Dr Alan Rees, vice president of the Royal College of Physicians in Wales which represent hospital doctors, said: "There's an element of mum and apple pie about this.
"All the parties want an efficient comprehensive, health care system in Wales. How you deliver that is dependent on resources and the budget and you need to provide details about how you deliver these plans."
He is opposed to large-scale structural changes but said the NHS had to think beyond the traditional model of GPs and hospitals.
"GPs should be working at the front door of hospitals and hospital consultants should be going out into the community - so we've got to be innovative, be more efficient," he added.
The Royal College of Nursing in Wales (RCN) - which represents 25,000 nurses - is also opposed to any large scale NHS reorganisation but welcomed proposals to train and recruit more nurses.
However, it said more details are needed about how to achieve that.
"We need a vision about what the NHS is going to look like in five to 10 years," said director Tina Donnelly.
"We haven't got that yet. Nobody can tell us.
"It's one thing to say lets have an increase in medical staff. But we know there are recruitment problems across the UK. And we know when we sometimes recruit staff into Wales sometimes they don't want to stay."
The Royal College of Paediatrics and Child Health - which represents around 600 children's doctors in Wales - argued some of the more deep-rooted problems will take longer to address.
Dr Mair Parry, officer for Wales, said: "It's not just something you can put out an advert and get hundreds of nurses applying.
"There are no quick fixes to this. But the problem with long term fixes is it's going to take more than one term of government."
The Royal College of General Practitioners also argues "piecemeal" changes will not be sufficient to address the "crisis" they claim facing family doctors.
It wants 400 extra GPs to be recruited and a big increase in the proportion of the health budget spent on primary care.
"I'm desperately concerned," said Dr Rebecca Payne, Wales chair.

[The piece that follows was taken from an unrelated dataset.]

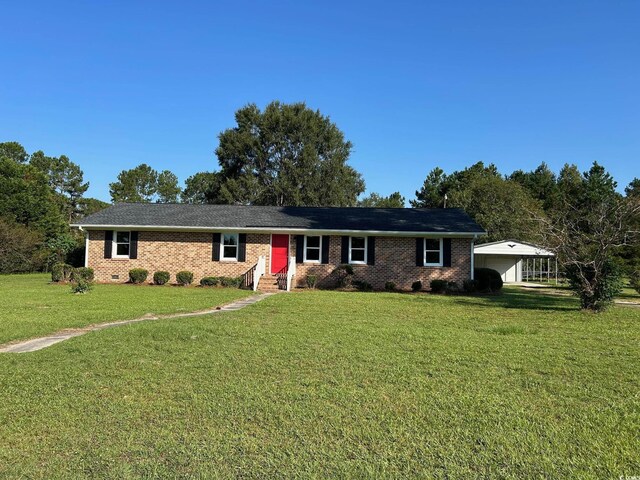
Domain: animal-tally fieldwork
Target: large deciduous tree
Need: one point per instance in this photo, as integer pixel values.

"We need vision, we need to see transformation, we need things delivered differently, we need to make the most of apps and telemedicine and all the ways we can work in the modern world and still keep the best of general practice - that personal relationship with a GP you know and trust."
The British Medical Association - which represents 8,000 doctors in Wales - welcomed commitments for more staff and to improve quality and safety in the NHS.

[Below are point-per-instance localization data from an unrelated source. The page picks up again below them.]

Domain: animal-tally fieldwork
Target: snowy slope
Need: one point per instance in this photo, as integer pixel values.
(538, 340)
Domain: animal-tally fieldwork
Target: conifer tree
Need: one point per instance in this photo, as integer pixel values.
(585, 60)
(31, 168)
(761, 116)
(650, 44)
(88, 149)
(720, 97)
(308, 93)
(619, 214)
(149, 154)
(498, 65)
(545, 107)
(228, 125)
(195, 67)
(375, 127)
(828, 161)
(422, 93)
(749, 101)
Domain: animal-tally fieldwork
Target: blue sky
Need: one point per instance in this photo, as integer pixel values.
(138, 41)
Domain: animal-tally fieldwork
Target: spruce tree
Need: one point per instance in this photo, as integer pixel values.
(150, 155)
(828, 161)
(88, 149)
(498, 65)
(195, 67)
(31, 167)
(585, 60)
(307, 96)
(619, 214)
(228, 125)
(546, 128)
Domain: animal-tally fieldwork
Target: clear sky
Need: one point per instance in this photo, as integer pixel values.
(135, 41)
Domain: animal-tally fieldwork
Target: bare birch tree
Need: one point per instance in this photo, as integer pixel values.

Yet it suggested the manifestos lack big, radical ideas.
'Not fit for purpose'
Dr Phil Banfield, BMA chairman in Wales, said the Welsh NHS was at a "complete crunch point".

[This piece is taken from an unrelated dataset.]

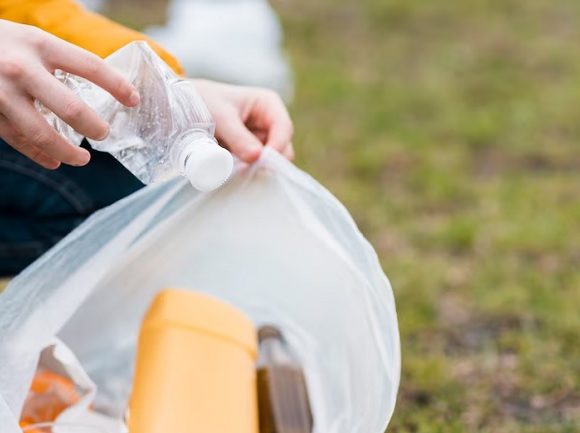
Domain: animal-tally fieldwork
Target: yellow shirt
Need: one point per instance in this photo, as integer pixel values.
(71, 22)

He added: "Either there needs to be an injection of cash or there has to be a radical rethink about how we're going to provide services into the future.
"What's missing is that vision. Starting with the patient - working what their health needs are and challenging health boards and politicians to provide that.
"The NHS is a massively complicated and cumbersome organisation - in some ways it's not fit for purpose. And we're trying to fit the patient to that organisation. That seems to be completely the wrong way round."
All the medical bodies agreed that whoever forms the new Welsh Government needs to listen to the views of patients and frontline staff in developing new health policies.
They also appealed for the political parties to work together to address some of the big challenges that inevitably lie ahead.